These anecdotes often try and throw the spotlight on successful cases (hits) while ignoring the unsuccessful ones (misses), resulting in a biased picture of how things will work out. They don’t get us much closer to the truth. Most people who create and consume psychology research would like to think that psychologists go beyond these kinds of anecdotes and generate useful insights into how the mind works, but there have been a lot of concerns raised lately about precisely how much further they go on average, largely owing the the results of the reproducibility project. There have been numerous issues raised about the way psychology research is conducted: either in the form of advocacy for particular political and social positions (which distorts experimental designs and statistical interpretations) or the selective ways in which data is manipulated or reported to draw attention to successful data without acknowledging failed predictions. The result has been quite a number of false positives and overstated real ones cropping up in the literature.

While these concerns are warranted, it is difficult to quantify the extent of the problems. After all, very few researchers are going to come out and say they manipulated their experiments or data to find the results they wanted because (a) it would only hurt their careers and (b) in some cases, they aren’t even aware that they’re doing it, or that what they’re doing is wrong. Further, because most psychological research isn’t preregistered and null findings aren’t usually published, figuring out what researchers hoped to find (but did not) becomes a difficult undertaking just by reading the literature. Thankfully, a new paper from Franco et al (2016) brings some data to bear on the matter of how much underreporting is going on.
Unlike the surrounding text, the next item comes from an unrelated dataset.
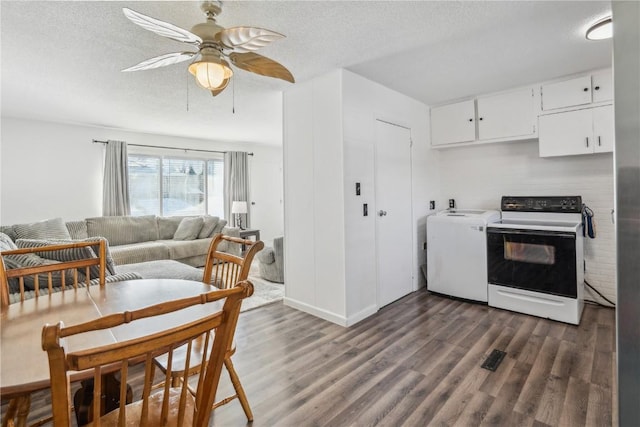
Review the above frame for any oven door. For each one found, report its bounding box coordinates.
[487,227,577,298]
While this data will not be the final word on the subject by any means (largely owing to their small sample size), they do provide some of the first steps in the right direction.

Franco et al (2016) report on a group of psychology experiments whose questionnaires and data were made publicly available. Specifically, these come from the Time-sharing Experiments for the Social Sciences (TESS), an NSF program in which online experiments are embedded in nationally-representative population surveys. Those researchers making use of TESS face strict limits on the number of questions they can ask, we are told, meaning that we ought to expect they would restrict their questions to the most theoretically-meaningful ones. In other words, we can be fairly confident that the researchers had some specific predictions they hoped to test for each experimental condition and outcome measure, and that these predictions were made in advance of actually getting the data. Franco et al (2016) were then able to track the TESS studies through to the eventual published versions of the papers to see what experimental manipulations and results were and were not reported. This provided the authors with a set of 32 semi-preregistered psychology experiments to examine for reporting biases.
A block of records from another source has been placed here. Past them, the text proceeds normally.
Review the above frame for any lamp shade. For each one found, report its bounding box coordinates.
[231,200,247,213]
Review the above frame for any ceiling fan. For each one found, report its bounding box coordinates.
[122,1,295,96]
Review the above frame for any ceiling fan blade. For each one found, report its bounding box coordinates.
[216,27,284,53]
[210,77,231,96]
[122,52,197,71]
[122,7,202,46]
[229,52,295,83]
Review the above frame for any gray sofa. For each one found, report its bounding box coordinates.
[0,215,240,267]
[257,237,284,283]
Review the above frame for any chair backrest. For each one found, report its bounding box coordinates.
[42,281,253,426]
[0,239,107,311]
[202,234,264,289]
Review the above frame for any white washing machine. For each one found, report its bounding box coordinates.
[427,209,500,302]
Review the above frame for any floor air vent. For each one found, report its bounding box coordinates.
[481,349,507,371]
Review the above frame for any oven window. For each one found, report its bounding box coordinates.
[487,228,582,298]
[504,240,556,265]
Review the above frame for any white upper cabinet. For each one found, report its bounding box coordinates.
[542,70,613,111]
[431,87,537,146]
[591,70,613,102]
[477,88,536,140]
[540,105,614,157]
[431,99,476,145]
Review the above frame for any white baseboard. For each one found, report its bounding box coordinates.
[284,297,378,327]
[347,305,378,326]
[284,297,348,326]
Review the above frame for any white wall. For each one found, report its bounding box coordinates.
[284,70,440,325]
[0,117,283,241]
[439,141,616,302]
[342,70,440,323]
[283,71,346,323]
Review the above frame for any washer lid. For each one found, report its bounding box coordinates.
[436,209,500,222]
A small sample I will recklessly generalize to all of psychology research

The first step was to compare the number of experimental conditions and outcome variables that were present in the TESS studies to the number that ultimately turned up in published manuscripts (i.e. are the authors reporting what they did and what they measured?). Overall, 41% of the TESS studies failed to report at least one of their experimental conditions; while there were an average of 2.5 experimental conditions in the studies, the published papers only mentioned an average of 1.8. In addition, 72% of the papers failed to report all their outcomes variables; while there were an average of 15.4 outcome variables in the questionnaires, the published reports only mentioned 10.4  Taken together, only about 1-in-4 of the experiments reported all of what they did and what they measured. Unsurprisingly, this pattern extended to the size of the reported effects as well. In terms of statistical significance, the median reported p-value was significant (.02), while the median unreported p-value was not (.32); two-thirds of the reported tests were significant, while only one-forth of the unreported tests were. Finally, published effect sizes were approximately twice as large as unreported ones.
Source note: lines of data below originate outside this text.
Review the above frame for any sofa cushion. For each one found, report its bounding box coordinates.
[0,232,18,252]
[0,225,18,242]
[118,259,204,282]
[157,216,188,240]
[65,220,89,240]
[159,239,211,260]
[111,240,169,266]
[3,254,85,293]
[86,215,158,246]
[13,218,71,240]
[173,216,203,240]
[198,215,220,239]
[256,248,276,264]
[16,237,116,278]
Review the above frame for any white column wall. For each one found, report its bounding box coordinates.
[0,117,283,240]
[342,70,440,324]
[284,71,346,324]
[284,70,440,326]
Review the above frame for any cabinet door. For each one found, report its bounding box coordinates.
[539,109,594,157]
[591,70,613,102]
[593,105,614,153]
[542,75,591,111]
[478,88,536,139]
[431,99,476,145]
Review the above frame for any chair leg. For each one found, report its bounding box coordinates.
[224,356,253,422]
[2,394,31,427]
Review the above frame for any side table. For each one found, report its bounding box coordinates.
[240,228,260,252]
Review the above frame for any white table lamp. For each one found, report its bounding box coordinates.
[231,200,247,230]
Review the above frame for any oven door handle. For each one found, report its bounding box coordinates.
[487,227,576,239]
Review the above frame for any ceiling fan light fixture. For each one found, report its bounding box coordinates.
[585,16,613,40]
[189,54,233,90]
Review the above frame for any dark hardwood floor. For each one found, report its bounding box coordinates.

Taken together, the pattern that emerged is that psychology research tends to underreport failed experimental manipulations, measures that didn’t pan out, and smaller effects. This should come as no surprise to almost anyone who has spent much time around psychology researchers or the researchers themselves who have tried to publish null findings (or, in fact, have tried to publish almost anything). Data is often messy and uncooperative, and people are less interested in reading about the things that didn’t work out (unless they’re placed in the proper contexts, where failures to find effects can actually be considered meaningful, such as when you’re trying to provide evidence against a theory). Nevertheless, the result of such selective reporting on what appears to be a fairly large scale is that the overall trustworthiness of reported psychology research dips ever lower, one false-positive at a time.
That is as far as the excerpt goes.